In https://gist.github.com/tswast/4e2fb2cca1c1fecf8fb697e94102358f, I have confirmed that parquet files created with the polars write engine use the "compliant" schema, which is equivalent to an list of repeated groups with a single field named "element". (See the Parquet spec)
Modifying your code samples to add
job_config = bigquery.LoadJobConfig(...)
parquet_options = bigquery.ParquetOptions()
parquet_options.enable_list_inference = True
job_config.parquet_options = parquet_options
both ways (pyarrow and polars) succeed.
Code
from io import BytesIO
import pyarrow as pa
import pyarrow.parquet as pq
from google.cloud import bigquery
import polars as pl
PROJECT = "swast-scratch"
def create_and_return_table(table_name: str, client: bigquery.Client) -> bigquery.Table:
schema = [bigquery.SchemaField("foo", "INTEGER", mode="REPEATED")]
table = bigquery.Table(f"{PROJECT}.testing.{table_name}", schema=schema)
client.delete_table(table, not_found_ok=True)
return client.create_table(table)
def polars_way(table: bigquery.Table, client: bigquery.Client):
df = pl.DataFrame({"foo": [[1, 2], [3, 4]]})
with BytesIO() as stream:
df.write_parquet(stream)
job_config = bigquery.LoadJobConfig(
source_format=bigquery.SourceFormat.PARQUET,
# Default option, but make it explicit
write_disposition=bigquery.WriteDisposition.WRITE_APPEND,
# If the schema is provided, the operation succeeds, but the data is not
# correctly inserted. Empty lists are inserted instead.
# schema=table.schema,
)
parquet_options = bigquery.ParquetOptions()
parquet_options.enable_list_inference = True
job_config.parquet_options = parquet_options
job = client.load_table_from_file(
stream,
destination=table,
rewind=True,
job_config=job_config,
)
job.result()
def pyarrow_way(table: bigquery.Table, client: bigquery.Client):
pyarrow_schema = pa.schema([pa.field("foo", pa.large_list(pa.int64()))])
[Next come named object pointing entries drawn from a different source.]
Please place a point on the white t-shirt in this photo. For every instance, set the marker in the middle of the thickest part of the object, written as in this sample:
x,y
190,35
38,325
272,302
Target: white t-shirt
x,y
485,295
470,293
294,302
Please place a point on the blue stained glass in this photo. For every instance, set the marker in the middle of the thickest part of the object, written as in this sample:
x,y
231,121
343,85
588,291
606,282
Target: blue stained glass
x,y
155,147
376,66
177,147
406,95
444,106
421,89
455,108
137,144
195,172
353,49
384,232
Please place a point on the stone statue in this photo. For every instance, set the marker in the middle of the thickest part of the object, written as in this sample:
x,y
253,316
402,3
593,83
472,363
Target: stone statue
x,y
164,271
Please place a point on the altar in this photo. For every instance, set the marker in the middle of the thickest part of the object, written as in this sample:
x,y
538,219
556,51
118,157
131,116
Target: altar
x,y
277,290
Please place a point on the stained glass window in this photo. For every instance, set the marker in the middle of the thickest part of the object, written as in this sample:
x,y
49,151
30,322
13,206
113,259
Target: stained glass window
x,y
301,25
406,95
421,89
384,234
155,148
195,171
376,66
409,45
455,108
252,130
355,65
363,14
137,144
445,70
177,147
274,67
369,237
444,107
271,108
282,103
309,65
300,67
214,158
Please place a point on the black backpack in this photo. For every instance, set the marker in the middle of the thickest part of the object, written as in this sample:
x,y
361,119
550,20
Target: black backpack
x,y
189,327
pyarrow_table = pa.Table.from_pydict(
{"foo": [[1, 2], [3, 4]]}, schema=pyarrow_schema
)
with BytesIO() as stream:
writer = pq.ParquetWriter(stream, pyarrow_schema)
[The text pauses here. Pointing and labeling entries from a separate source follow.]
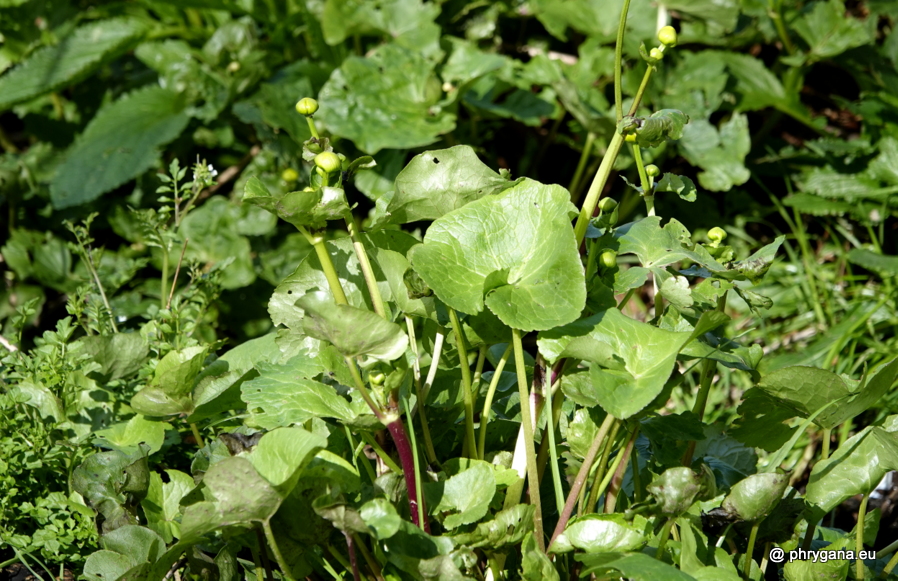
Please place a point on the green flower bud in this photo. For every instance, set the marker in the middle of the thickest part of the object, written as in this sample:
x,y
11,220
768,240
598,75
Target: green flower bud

writer.write(pyarrow_table)
writer.close()
job_config = bigquery.LoadJobConfig(
source_format=bigquery.SourceFormat.PARQUET,
# Default option, but make it explicit
write_disposition=bigquery.WriteDisposition.WRITE_APPEND,
# If the schema is provided, the operation succeeds, but the data is not
# correctly inserted. Empty lists are inserted instead.
# schema=table.schema,
)
parquet_options = bigquery.ParquetOptions()
parquet_options.enable_list_inference = True
job_config.parquet_options = parquet_options
job = client.load_table_from_file(
stream,
destination=table,
rewind=True,
job_config=job_config,
)
job.result()
def main():
client = bigquery.Client()
table = create_and_return_table("test_pl", client)
polars_way(table, client)
print(client.list_rows(table).to_arrow())
table = create_and_return_table("test_pa", client)
pyarrow_way(table, client)
print(client.list_rows(table).to_arrow())
if __name__ == "__main__":
main()
Output:
# Polars way
pyarrow.Table
foo: list<item: int64> not null
child 0, item: int64
----
foo: [[[1,2],[3,4]]]
# PyArrow way
pyarrow.Table
foo: list<item: int64> not null
child 0, item: int64
----
foo: [[[1,2],[3,4]]]
All that said, I think this issue can be converted to a feature request to change the default parquet_options.enable_list_inference = True
when the source format is Parquet.
This would be a breaking change, so should only happen whenever we do a 4.0.0 release.
Hi @tswast,
Thank you very much for you work, comments and PR to the Polars docs!
Also supporting this being changed to a breaking feature request.